For about two years now, Indian equities have taken a very different route compared to the Emerging Markets (EM) pack.

The MSCI India Index has gained 50 per cent in this period, while the MSCI EM index has slipped 22 per cent. This has led to the valuation of the Indian stock basket more than doubling now, compared to EM peers.

The MSCI India now trades at a PE (price-to- earnings) of 24.5 times the trailing earnings while the MSCI EM is at 11.2 times.

This isn’t good news, especially for those celebrating the rebound in stocks since mid-June this year.

Data since 1995 shows that whenever Indian stocks trade at a valuation premium of 100 per cent or more over EM rivals, markets tend to correct thereafter.

The MSCI India Index measures the performance of a total 109 stocks (large- and mid-cap segments) of the Indian market.

With nearly 1,380 constituents, the MSCI EM index does the same but across 24 emerging market countries including China, Taiwan, India (around 14 per cent weight), South Korea and Brazil.

History not in favour

Since January 1995, in just over a dozen months has the price to earnings (PE) of the MSCI India index been 100 per cent or more than that of the MSCI EM index.

These months broadly fall in four specific year blocks: 1998, 2018, 2019 and 2022.

In May 1998, MSCI India was trading at a PE of 14 times, 2.4 times that of MSCI EM (PE 5.8 times). Then, the Pokhran tests were carried out, and Indian markets fell over 20 per cent between May 1998 to October 1998 on fear of a negative impact on the economy due to the US sanctions.

But as emerging markets also fell by a similar extent during the period, India’s valuation premium remained intact. In August 2018, Indian stocks again became twice as expensive as the EM pack. Following this, by end December that year, domestic equities corrected by around 9 per cent. Crude price rise, rupee in a free fall, and US-China trade sanctions had soured the sentiment in India.

Given that global investors view India as part of the EM group, during this correction too (as in 1998), the EM emerging markets basket fell by a similar margin.

Hence, again, the Indian valuation premium sustained despite the correction.

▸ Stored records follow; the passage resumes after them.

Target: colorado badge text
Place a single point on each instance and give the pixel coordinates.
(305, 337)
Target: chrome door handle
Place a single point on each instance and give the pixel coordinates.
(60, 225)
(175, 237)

By the start of 2019, the MSCI India PE valuation premium over EM peers again crossed the 100 per cent mark. While Indian equities did not fall then, they did not rise either and remained flat. By July 2019, the domestic market was at the same level at the start of the year. The EM basket also behaved in a similar manner. But in the same year, the MSCI India valuation premium surpassed the 100 per cent mark over EM again in September. Then a real price correction happened and that lasted till the nadir of the Covid crash (March 2020). Indian markets lost 23 per cent during this period, greater than the 15 per cent decline in the EM group.

This time it’s different?

A sharp rebound in India equities over the last two years has pushed its valuation premium to near levels last seen in 2019. “As the US bond yields have started to rise and recessions risks are rising too, some correction in the Indian equity market cannot be ruled out, in our view,” said Jitendra Gohil, Head of India Equity Research, Credit Suisse Wealth Management, India.

However, any sharp correction can be a good buying opportunity given India’s superior fundamentals and better growth potential compared to its peers, he added.